Cut As You Go,|House GOP Suggests

     WASHINGTON (CN) – House Republican leaders proposed new rules that would replace the Democratic “pay-as-you-go” principle with new procedures aimed at cutting spending. The draft package is set for debate by the House Republican Conference on Jan. 5, the opening day of the 112th session of Congress.




     “[The rules package] makes clear the intention of the new Republican majority to manage the House differently than both parties have done so in the past,” House Rules Committee Ranking Republican Rep. David Dreier of California said in a press release.
     House GOP leaders also announced plans to read the Constitution in its entirety on the House floor on the second day Congress is in session on Jan. 6.
     As part of the new rules package, members would be required to cite the Constitutional basis for each new bill or joint resolution.
     “This will serve to refocus members of Congress, with every bill they introduce, on the Constitution that they take an oath to support and defend,” House leadership stated in a press release.
     “If we want the federal government to do something that’s not authorized in the Constitution, then we should amend it first,” Rep. Roscoe Bartlett, R-Md., said in a statement. “We’ve amended it 27 times. What we should not do and what has been done too often is to ignore the Constitution.”
     The proposed rules would replace current “pay-as-you-go” rules for new legislation, which require bills to be offset with 1, 5 and 10 year plans, with “cut-as-you-go” rules, requiring bills with mandatory spending to name cuts elsewhere. Also, mandatory spending could no longer be paid for by tax increases, the draft rules state.
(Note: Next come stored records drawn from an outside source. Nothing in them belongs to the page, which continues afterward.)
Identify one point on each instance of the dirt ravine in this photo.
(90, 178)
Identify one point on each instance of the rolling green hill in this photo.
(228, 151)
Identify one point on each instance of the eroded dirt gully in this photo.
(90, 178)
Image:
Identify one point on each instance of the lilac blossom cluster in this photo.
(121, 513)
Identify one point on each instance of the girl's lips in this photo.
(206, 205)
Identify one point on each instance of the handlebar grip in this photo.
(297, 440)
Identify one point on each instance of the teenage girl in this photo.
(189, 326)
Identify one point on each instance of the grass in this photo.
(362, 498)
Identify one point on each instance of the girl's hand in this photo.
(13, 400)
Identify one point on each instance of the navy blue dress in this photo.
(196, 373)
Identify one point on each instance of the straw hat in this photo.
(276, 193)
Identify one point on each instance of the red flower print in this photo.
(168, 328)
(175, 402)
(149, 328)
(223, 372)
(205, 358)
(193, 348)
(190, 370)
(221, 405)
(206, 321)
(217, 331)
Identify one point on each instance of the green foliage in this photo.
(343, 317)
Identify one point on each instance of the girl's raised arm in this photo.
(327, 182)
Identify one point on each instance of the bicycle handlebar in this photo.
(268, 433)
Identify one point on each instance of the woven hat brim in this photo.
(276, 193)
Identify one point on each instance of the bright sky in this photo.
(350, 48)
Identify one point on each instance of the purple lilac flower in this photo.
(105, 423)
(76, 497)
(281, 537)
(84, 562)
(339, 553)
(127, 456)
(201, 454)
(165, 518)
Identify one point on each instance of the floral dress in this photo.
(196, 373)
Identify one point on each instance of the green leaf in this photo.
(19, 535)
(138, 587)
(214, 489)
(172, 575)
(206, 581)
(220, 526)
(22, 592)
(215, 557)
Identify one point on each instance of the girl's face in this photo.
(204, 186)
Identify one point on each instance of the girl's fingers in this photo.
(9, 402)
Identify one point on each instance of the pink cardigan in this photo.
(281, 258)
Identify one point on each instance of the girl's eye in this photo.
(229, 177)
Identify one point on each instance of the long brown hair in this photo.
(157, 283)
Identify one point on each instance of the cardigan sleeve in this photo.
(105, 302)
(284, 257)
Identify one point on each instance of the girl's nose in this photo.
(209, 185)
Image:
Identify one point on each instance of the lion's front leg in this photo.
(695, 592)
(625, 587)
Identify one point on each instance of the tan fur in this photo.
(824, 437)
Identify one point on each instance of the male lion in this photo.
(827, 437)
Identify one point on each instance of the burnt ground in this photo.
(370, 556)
     The rules would also require appropriations bills to include a “spending reduction account” in which money removed from the spending bill would be placed in an account as opposed to removed from the bill entirely.
     The new rules would also require bills to be available to the public online three days before a vote.
     “Placing bills and other texts online for the American people to see will increase public scrutiny and accountability and yield a better legislative process,” House GOP leadership stated.
     Additionally, House committees would be required to post committee rules online, provide three-day notice for markups and provide text for markups at least a day in advance, post committee votes on markups online within two days, post the text of amendments and member attendance records online, and provide webcasts of hearings and markups.
     Committees would also be required to file two progress reports per year, as opposed to one.